AW: W3C position on URIs http:// vs. https://

Appreciate your insightful post, Chris. You perfectly describe the challenge as I see it (I am an ontologist, not an ISec expert). I will certainly go through your discussion record and try to learn from it for our situation.

Von: Chris Mungall <cjmungall@lbl.gov>
Datum: Dienstag, 13. Juni 2023 um 19:01
An: Melvin Carvalho <melvincarvalho@gmail.com>
Cc: Hubauer, Thomas (T DAI SMR-DE) <thomas.hubauer@siemens.com>, semantic-web@w3.org <semantic-web@w3.org>
Betreff: Re: W3C position on URIs http:// vs. https://
I think it's important for the semantic web community to communicate clearly, simply, unambiguously, and non-dogmatically when it comes to this issue.

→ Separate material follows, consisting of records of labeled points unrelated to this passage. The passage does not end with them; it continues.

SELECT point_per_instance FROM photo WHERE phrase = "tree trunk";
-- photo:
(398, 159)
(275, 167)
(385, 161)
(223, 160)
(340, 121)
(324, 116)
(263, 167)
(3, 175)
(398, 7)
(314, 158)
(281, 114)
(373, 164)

While I agree with many points in the TimBL article, the ship has long sailed. I can't show that article to web developers who are asking me why we don't change our PURLs to https, because chrome refuses to allow downloads of them when linked from an https site. They don't understand why we are reluctant to change, because frankly using URLs for identifiers was a pretty odd thing to do in the first place, mixing two separate concerns (semantic identity and network protocols). Browsers and http libraries can happily treat http and https as equivalent, but this is obviously a massive problem for semantic web interoperability.

The lack of guidance has led to confusion. For example, it looks like schema.org<http://schema.org/> is in some superposition state where http or https is considered canonical for semantic identifiers.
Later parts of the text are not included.